I have been writing the results from an algorithm that calculates distances between customers in a InnoDB table. For example if my customers were A, B, C and D, the table in the database looks like this, among other columns:
From | To | Distance
A B 344
A C 274
A D 182
B C 338
And so on... It is a lot of rows I think I will hit 50 million.
The other columns are product_type and value. Those tell me how much the customer B (customer_to in the columns) buys of that product_type. That means that I have each pair multiple times depending on how many product_types the customer B buys.

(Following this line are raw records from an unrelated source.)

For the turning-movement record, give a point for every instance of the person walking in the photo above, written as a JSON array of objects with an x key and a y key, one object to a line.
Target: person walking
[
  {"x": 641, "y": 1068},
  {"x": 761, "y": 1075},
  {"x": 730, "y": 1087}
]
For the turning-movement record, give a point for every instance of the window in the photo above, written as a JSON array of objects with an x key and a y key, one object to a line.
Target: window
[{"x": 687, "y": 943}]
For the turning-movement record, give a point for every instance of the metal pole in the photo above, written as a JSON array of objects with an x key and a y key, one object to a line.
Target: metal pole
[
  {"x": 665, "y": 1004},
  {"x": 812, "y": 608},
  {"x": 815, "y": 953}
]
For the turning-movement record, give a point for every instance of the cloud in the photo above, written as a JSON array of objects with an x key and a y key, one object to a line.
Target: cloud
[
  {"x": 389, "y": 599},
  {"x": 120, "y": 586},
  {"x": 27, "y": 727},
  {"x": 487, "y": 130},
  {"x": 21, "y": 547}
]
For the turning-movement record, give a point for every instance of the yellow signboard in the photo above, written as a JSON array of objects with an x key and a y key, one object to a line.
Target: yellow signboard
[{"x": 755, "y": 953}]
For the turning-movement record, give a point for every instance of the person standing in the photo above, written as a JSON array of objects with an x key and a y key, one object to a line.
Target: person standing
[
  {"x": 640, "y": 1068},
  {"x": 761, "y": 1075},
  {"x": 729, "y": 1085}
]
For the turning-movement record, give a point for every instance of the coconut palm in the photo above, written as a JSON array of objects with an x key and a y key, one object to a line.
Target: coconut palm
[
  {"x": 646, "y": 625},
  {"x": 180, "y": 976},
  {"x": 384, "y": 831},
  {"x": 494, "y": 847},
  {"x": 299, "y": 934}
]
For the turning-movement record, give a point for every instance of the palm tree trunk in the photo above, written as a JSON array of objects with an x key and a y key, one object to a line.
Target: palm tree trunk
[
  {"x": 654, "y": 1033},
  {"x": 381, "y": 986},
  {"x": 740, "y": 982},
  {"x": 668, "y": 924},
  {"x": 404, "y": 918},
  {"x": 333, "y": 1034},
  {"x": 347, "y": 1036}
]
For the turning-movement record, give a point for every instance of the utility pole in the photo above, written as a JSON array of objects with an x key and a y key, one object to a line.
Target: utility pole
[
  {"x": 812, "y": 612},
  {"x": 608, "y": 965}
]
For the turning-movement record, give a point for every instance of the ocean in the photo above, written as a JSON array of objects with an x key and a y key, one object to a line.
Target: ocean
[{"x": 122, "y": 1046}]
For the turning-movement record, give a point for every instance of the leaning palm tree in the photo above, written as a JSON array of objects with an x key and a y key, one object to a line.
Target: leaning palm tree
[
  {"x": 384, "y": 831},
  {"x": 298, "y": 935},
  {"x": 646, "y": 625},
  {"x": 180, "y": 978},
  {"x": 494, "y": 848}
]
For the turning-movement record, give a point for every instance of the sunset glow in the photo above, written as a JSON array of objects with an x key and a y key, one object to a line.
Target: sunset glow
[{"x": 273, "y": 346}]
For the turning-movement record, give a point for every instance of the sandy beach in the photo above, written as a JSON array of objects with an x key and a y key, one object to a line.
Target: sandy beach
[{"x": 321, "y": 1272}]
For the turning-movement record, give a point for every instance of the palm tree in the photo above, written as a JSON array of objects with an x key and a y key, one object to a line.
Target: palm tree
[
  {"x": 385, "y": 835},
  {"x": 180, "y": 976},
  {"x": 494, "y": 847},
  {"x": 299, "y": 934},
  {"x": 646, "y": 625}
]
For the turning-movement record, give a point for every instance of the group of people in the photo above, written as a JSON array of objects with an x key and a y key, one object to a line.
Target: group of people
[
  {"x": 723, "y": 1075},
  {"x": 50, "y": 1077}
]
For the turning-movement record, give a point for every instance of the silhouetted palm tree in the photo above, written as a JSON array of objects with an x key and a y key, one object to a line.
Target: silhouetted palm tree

I needed to to a query to group each customer with the products his neighbors buys and the value. The query looks like this:
select customer_from, product_type, avg(value) as opportunity
from customer_distances
where distance < 500
group by customer_from, product_type
order by opportunity desc;
The innodb table could not answer me that query. Despite I changed the net_read_timeout to 28800, the mysql connection was lost during the query.
I tough it had something to do with innodb build for transactional processing and not for intensive queries. So I created a new table with MyIsam as engine and insert-select all the records from the innodb table.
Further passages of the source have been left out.